Details, Devil in

This may come as a shock, but I'm not perfect and have, in fact, plenty of room for improvement. A host of people, some more kindly than others, have pointed out a number of my failings, and sometimes I choose to do something about it and sometimes I don't.

I have quirks, habits, and indiosyncrasies that drive some people nuts. I sometimes care a lot about these things and keep doing them because of that effect, or some other reason. It may be something as simple as "I like it," or it may be more involved. For a spell, I would write notes on the back of my hand, and I would do this when employed as a Director and it was thought that I should use my Palm for that purpose. No one else had a Palm back then, and I imagine they wondered why I did that.

I did it because I liked people who wrote on their hands. I thought it unassuming.
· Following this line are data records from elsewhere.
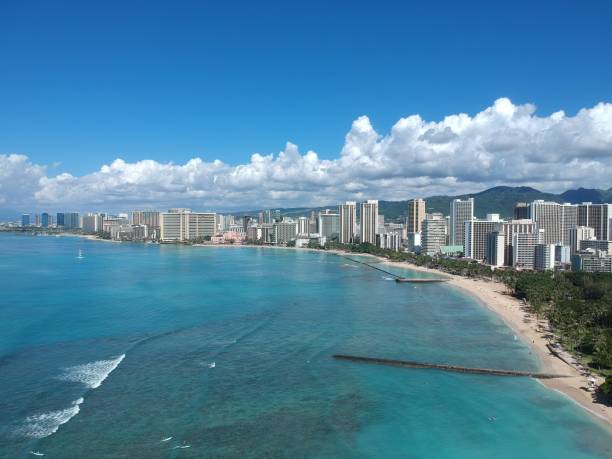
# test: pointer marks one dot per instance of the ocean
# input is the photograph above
(142, 350)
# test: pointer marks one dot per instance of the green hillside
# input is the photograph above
(499, 199)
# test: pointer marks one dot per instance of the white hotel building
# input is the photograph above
(180, 225)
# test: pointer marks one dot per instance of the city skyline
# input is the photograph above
(213, 111)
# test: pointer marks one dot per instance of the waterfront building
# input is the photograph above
(605, 246)
(140, 232)
(246, 222)
(303, 225)
(578, 234)
(391, 240)
(348, 222)
(150, 218)
(523, 249)
(496, 248)
(179, 225)
(369, 221)
(68, 220)
(267, 233)
(521, 211)
(416, 215)
(93, 223)
(591, 261)
(555, 219)
(475, 236)
(544, 257)
(285, 231)
(433, 234)
(121, 232)
(460, 212)
(598, 217)
(329, 225)
(413, 241)
(254, 233)
(112, 221)
(512, 227)
(562, 255)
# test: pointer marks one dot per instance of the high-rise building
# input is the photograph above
(523, 249)
(93, 223)
(596, 216)
(348, 222)
(68, 220)
(460, 212)
(521, 211)
(592, 261)
(150, 218)
(329, 225)
(475, 236)
(246, 222)
(512, 227)
(416, 215)
(577, 234)
(562, 255)
(433, 234)
(369, 221)
(391, 240)
(595, 244)
(178, 225)
(555, 219)
(303, 227)
(544, 257)
(496, 248)
(284, 231)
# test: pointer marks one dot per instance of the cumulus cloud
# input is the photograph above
(503, 144)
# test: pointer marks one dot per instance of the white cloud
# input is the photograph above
(503, 144)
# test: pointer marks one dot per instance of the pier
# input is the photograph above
(451, 368)
(410, 280)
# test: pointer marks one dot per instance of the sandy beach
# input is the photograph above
(495, 296)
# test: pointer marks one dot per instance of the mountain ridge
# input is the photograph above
(499, 199)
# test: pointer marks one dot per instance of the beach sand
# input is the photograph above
(495, 296)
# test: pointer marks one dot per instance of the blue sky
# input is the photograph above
(84, 83)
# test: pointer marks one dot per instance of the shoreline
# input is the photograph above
(495, 297)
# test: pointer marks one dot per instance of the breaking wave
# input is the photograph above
(45, 424)
(91, 374)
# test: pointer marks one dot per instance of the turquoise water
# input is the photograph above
(109, 355)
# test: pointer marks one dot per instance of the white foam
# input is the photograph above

When I first met my future ex-wife I owned one pair of shoes. I was working in an office then, as I always have, and they were a pair of black steel-toed work shoes. I wanted, but didn't get, the model with the ripple sole for work on concrete. By the time she met me I'd had them for a good time, had never polished them, and they looked like a pair of work boots should look.
It didn't even require a special event, like a birthday, for her to give me a few gifts. I liked that about her, since I was constantly buying gifts for no reason, too. She bought me some clothes, a sweater and some polo shirt, and with them a pair of white loafers.
As our relationship and my sartorial knowledge increased, she would frown at my shoelaces, which I'd never bothered to keep straight in my life. She'd wince looking at the twisted ribbons running between my eyelets, and eventually told me that I had to keep my laces straight.
It had never occurred to me--honestly!--that anyone would go through the bother of straightening their shoe laces. I'd never noticed, not conciously, if anyone's laces were neat, but it was a lesson I learned. The other lesson about shoelaces I may write about another day, but it's an emotional one for me.

Yesterday I felt I should look good, or, at least more presentable than I usually do. I slipped into my green Chucks and noticed the shoelaces were a disaster. Old, streaked, and twisted like a licorice. I loved it.

1 comments:

cybele said...

I liked your green tennies, they looked like soft, happy dog's ears.